# Subwoofer Problem



## Capt. Hank (Jul 23, 2011)

Hello guys, new member here seeking help. I'm adding a sound system to my reloading room. I have a Yamaha 5860 receiver. Everything works great but the subwoofer. Going thru the setup test, the unit sees it, but no sound is generated. I tried the subwoofer from the living room, which I know works, same results no sound. Both subs are powered and I tried different crossover settings. 

I was looking forward to loading some 500 S&W rounds while watching and listening to Apocalypse Now. With out the subwoofer, loses all effect.

Any help would be appreciated.

Thanks again...

Capt. Hank


----------



## Dale Rasco (Apr 11, 2009)

Hi Hank and welcome to the forum. When was the last time you used that particular sub?


----------



## Capt.
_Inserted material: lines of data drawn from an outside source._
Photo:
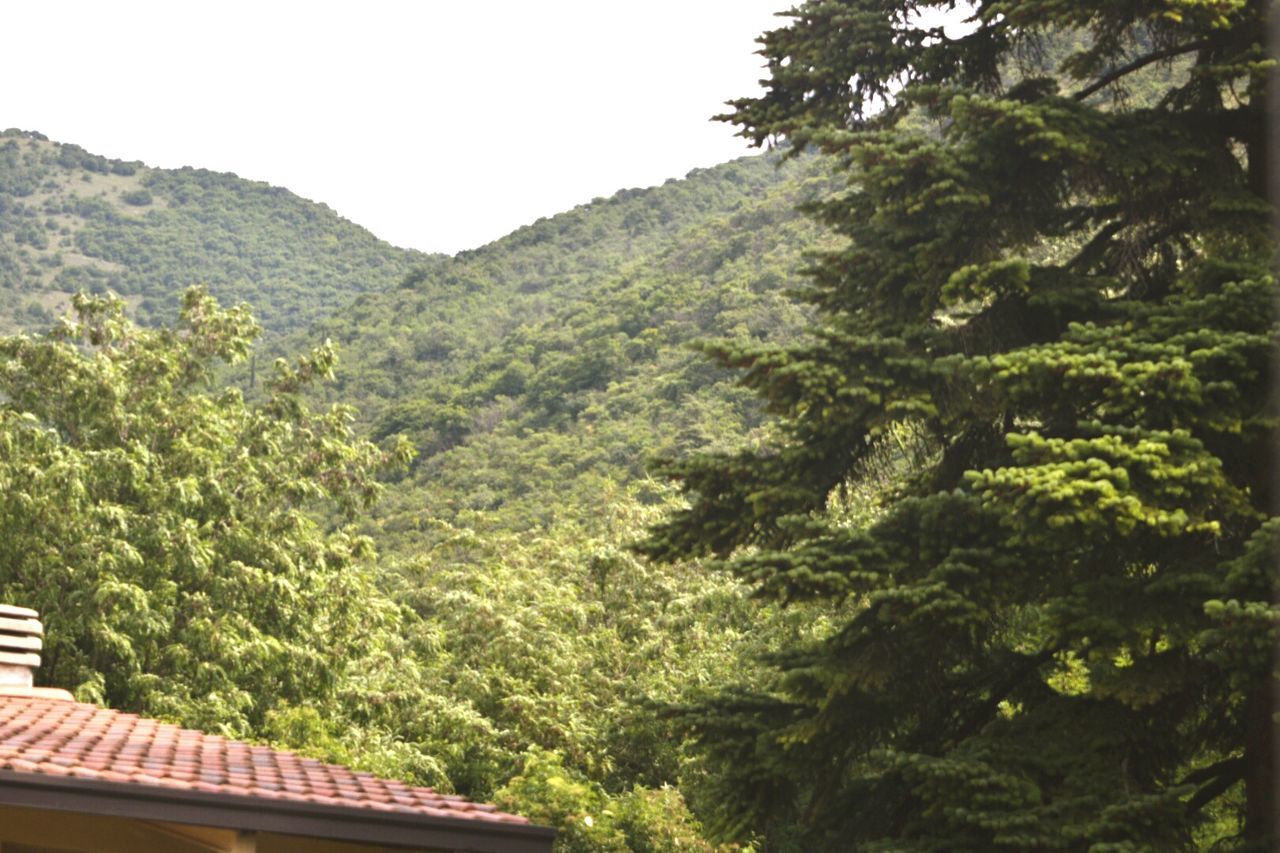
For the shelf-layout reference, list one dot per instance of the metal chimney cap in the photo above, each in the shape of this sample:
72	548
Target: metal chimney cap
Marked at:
19	646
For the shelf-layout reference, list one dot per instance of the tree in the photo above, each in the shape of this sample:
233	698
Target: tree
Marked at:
1060	617
160	524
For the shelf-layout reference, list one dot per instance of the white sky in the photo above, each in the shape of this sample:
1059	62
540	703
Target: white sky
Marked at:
435	124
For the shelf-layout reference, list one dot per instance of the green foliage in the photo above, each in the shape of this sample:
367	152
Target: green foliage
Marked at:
590	820
147	233
160	523
1060	607
540	370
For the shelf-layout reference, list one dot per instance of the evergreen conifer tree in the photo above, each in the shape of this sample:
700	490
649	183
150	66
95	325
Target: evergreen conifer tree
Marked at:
1056	277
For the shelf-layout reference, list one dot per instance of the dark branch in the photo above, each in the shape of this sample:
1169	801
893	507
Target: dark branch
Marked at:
1220	778
1142	62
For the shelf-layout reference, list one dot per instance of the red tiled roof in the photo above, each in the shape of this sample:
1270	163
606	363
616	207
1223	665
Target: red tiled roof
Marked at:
64	738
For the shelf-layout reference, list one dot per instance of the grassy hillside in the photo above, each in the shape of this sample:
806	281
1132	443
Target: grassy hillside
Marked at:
74	220
542	372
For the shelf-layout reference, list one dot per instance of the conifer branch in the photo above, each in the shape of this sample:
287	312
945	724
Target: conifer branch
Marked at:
1142	62
1220	776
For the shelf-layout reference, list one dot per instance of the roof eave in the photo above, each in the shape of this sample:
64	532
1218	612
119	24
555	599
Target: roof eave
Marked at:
264	815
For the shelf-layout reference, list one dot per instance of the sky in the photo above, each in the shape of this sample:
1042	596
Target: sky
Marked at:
438	126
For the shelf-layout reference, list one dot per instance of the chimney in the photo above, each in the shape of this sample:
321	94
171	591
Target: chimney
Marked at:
19	646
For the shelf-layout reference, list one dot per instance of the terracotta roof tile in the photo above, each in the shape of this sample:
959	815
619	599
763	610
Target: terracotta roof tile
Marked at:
60	738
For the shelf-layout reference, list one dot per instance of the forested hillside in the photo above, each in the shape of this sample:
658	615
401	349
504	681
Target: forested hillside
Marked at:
968	539
542	372
73	220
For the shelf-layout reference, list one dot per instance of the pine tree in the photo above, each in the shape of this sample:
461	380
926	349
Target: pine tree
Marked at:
1056	278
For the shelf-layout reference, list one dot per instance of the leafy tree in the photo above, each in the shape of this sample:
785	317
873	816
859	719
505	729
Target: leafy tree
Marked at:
160	524
1061	612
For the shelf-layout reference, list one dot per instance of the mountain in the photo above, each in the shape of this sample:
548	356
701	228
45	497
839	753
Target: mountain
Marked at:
76	220
548	368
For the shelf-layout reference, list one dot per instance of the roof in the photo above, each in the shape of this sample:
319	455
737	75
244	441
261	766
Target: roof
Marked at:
106	751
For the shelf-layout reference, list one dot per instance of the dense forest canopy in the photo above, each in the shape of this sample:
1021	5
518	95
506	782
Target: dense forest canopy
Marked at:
1064	296
970	542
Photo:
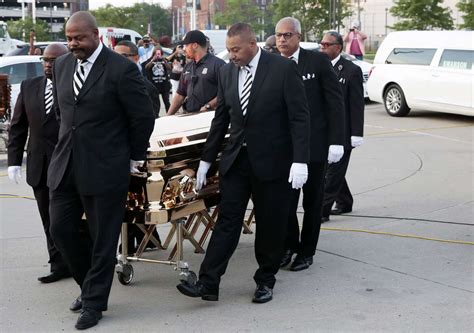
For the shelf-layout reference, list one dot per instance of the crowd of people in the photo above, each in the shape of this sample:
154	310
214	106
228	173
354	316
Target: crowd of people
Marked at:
293	116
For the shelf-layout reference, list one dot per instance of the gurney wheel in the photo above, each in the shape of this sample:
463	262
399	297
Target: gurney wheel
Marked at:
126	275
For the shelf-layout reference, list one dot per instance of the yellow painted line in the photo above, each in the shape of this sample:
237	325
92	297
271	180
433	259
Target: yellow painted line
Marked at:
400	235
417	130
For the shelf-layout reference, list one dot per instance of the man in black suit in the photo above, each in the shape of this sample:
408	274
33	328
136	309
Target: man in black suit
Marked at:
327	135
261	96
33	114
106	120
350	78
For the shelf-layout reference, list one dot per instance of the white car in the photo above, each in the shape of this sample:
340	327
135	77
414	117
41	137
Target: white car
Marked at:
424	70
364	66
18	69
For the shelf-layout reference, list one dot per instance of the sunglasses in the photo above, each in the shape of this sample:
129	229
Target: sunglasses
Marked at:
128	55
324	44
286	35
47	60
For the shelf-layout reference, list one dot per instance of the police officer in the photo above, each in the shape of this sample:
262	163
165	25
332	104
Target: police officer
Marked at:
197	90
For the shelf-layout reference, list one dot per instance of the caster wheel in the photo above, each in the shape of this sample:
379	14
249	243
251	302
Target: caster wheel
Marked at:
126	275
192	278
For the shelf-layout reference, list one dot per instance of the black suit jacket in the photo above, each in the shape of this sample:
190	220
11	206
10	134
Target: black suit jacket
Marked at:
276	125
351	80
109	124
325	102
43	130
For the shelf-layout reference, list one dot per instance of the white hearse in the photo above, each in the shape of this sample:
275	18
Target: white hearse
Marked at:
424	70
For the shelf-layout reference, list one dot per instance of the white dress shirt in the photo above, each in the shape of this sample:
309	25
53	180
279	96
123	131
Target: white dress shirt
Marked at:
295	55
253	69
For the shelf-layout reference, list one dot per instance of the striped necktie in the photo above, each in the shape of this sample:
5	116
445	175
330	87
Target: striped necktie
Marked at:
79	77
244	97
48	96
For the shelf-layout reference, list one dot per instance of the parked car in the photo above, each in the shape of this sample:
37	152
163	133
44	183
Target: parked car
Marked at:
18	69
427	70
24	49
364	66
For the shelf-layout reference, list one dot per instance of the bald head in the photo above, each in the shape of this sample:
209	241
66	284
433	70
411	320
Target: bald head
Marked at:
82	34
85	19
51	52
55	49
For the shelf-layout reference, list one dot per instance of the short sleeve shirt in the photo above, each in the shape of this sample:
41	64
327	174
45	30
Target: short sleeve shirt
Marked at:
198	83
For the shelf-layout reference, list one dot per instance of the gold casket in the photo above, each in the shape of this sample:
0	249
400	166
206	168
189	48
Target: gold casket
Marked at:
165	192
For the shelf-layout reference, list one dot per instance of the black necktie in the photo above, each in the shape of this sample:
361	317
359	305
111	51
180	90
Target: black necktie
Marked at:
79	77
244	97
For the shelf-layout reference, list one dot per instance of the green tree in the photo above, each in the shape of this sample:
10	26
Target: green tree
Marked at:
240	11
421	15
136	18
314	15
16	29
467	7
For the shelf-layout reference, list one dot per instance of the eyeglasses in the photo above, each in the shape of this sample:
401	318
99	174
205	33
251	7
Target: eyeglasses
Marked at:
286	35
47	60
128	54
325	44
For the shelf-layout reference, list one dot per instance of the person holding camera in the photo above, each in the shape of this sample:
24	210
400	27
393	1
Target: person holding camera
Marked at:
177	59
156	70
197	89
354	40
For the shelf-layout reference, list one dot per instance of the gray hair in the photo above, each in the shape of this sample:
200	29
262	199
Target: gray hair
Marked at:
295	22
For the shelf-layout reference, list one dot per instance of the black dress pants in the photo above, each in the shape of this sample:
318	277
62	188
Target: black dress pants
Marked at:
41	192
312	204
93	270
270	200
336	188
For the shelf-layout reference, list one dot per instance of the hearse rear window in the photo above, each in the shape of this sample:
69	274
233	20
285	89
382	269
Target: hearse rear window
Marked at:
457	59
410	56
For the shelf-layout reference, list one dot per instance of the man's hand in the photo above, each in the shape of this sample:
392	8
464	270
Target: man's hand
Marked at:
298	175
134	166
356	141
14	173
201	175
335	153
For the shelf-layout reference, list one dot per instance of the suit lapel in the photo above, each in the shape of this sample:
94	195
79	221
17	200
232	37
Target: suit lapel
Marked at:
302	61
339	67
95	73
262	70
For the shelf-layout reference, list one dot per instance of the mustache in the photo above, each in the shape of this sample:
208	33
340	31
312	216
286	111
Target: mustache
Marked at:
76	49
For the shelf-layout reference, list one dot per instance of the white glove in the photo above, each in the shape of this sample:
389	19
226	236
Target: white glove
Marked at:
14	173
356	141
335	153
298	175
201	174
134	166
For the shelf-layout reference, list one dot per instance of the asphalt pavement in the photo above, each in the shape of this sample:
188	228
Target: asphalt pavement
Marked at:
401	261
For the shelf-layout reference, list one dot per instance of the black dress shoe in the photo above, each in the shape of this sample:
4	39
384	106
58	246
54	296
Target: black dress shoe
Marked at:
263	294
286	258
54	276
88	318
301	263
76	305
339	211
198	290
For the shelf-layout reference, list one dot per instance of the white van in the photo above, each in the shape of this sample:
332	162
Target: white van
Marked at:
111	36
424	70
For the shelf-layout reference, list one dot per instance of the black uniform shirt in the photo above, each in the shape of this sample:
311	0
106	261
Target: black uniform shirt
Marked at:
198	83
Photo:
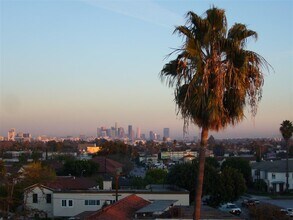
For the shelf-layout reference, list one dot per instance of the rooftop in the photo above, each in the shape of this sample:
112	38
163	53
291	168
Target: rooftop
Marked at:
273	166
122	210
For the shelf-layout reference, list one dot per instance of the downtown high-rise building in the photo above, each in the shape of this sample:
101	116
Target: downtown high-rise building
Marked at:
130	132
11	134
166	133
153	136
138	135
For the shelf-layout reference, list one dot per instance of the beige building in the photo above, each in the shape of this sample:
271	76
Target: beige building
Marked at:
67	203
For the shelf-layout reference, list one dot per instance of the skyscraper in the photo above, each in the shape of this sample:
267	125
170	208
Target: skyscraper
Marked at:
138	133
130	132
166	133
11	134
116	130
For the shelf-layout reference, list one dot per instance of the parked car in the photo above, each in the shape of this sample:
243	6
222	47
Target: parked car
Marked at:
256	201
231	208
250	202
288	212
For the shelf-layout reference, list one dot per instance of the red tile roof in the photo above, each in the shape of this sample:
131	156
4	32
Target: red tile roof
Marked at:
111	165
124	209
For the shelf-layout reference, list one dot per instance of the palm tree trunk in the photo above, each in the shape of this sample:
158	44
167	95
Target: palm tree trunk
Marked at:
198	192
287	166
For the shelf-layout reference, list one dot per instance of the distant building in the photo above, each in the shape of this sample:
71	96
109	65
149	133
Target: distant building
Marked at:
11	134
273	173
153	136
166	133
71	196
138	135
130	132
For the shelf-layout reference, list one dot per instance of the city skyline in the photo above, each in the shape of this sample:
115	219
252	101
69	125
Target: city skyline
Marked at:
68	67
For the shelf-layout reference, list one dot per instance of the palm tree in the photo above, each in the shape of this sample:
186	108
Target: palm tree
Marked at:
213	77
286	130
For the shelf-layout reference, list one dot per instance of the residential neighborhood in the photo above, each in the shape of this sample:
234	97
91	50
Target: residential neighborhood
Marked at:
87	180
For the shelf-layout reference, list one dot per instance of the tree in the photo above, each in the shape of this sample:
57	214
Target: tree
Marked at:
80	168
35	172
241	165
155	176
286	130
214	77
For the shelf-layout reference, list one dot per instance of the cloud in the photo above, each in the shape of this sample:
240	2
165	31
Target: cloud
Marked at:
144	10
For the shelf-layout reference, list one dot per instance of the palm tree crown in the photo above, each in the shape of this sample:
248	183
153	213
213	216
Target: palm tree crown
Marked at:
213	75
286	129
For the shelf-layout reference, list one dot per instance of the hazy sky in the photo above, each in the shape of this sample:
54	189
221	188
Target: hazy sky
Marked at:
70	66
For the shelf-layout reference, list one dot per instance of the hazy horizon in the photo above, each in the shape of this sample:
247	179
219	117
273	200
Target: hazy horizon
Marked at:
68	67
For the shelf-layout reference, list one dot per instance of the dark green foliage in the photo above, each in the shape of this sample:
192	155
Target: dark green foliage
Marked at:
233	183
260	185
241	165
156	176
80	168
138	182
212	162
266	212
224	186
184	175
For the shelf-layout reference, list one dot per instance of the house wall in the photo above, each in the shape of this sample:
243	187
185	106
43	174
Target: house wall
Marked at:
78	200
268	178
41	204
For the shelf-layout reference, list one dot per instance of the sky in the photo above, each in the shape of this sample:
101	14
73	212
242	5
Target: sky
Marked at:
70	66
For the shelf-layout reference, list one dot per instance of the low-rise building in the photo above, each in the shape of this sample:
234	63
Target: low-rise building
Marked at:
56	200
273	173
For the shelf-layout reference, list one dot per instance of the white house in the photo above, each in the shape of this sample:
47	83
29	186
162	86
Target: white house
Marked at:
55	202
273	173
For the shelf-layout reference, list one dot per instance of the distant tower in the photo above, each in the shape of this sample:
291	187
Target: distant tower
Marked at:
116	129
11	134
153	136
166	133
99	131
138	133
130	132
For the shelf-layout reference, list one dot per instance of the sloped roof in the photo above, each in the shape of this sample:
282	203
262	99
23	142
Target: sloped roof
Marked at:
273	166
157	206
111	165
71	183
124	209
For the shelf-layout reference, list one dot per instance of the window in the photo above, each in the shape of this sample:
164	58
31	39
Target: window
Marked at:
91	202
63	202
35	198
49	198
67	203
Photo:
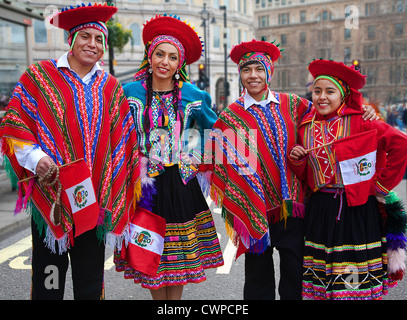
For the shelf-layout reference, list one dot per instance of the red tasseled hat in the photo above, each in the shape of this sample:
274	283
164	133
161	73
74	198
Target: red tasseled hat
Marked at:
353	78
254	46
70	17
173	26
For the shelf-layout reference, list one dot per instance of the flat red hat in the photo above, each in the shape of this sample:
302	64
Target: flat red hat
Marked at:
353	78
254	46
173	26
70	17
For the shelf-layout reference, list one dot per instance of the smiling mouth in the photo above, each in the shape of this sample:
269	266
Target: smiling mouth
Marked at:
89	53
162	70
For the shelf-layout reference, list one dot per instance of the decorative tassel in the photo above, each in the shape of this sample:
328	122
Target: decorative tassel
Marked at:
19	203
396	221
286	210
104	224
395	260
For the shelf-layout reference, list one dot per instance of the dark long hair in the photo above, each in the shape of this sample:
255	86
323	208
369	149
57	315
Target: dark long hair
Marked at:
149	99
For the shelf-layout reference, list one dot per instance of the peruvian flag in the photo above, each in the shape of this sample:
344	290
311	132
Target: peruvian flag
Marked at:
79	193
356	155
146	243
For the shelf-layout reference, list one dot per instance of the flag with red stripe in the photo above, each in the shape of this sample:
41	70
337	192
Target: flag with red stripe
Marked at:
356	155
146	243
79	193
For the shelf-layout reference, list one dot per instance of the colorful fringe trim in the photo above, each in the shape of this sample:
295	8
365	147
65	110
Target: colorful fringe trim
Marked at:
395	225
189	249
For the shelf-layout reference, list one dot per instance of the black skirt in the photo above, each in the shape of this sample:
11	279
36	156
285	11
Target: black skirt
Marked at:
345	249
191	243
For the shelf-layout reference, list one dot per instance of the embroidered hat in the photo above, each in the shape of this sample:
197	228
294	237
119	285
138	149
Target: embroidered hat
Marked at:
168	25
268	48
71	17
74	19
353	78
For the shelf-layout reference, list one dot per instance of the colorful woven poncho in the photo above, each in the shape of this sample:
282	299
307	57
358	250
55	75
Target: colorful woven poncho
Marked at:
53	109
251	179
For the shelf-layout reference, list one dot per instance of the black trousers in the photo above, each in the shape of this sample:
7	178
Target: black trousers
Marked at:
49	269
260	283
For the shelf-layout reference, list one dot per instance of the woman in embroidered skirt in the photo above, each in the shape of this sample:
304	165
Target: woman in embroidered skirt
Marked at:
165	106
351	166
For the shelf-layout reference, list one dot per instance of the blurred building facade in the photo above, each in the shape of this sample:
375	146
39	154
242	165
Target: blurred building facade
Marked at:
50	43
374	32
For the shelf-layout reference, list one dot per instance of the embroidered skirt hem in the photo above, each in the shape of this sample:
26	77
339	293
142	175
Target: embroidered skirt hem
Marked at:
345	255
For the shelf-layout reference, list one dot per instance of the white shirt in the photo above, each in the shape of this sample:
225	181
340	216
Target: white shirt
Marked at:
249	100
29	157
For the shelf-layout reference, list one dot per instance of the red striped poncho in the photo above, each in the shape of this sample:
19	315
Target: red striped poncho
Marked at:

Hank (Jul 23, 2011)

Thanks for the reply. Before switching out the living room sub, I played the ARC light scene. It rocked the house. The sub in my loading room is a YST-SW012 that I purchased off of EBay. The receiver was also purchased on EBay. I have changed out the line cable to the subwoofer, still no sound. If the sub pre-out is defective, that is going to destroy Apocalypse Now. :hissyfit:

Capt. Hank


----------



## Capt. Hank (Jul 23, 2011)

Well guys, I have a saying, "The Devil hates a coward". I tinned all of the speaker wires and added banana plugs. Turned the unit on, and I could hear the subwoofer. I then went thru the speaker setup test and adjusted the cross over. Everything sounds great now. The ARC scene is now doing what it's suppose to do. Now I'm going to sit back with a few beers and watch the entire movie again.

Have a great weekend....

Capt. Hank


----------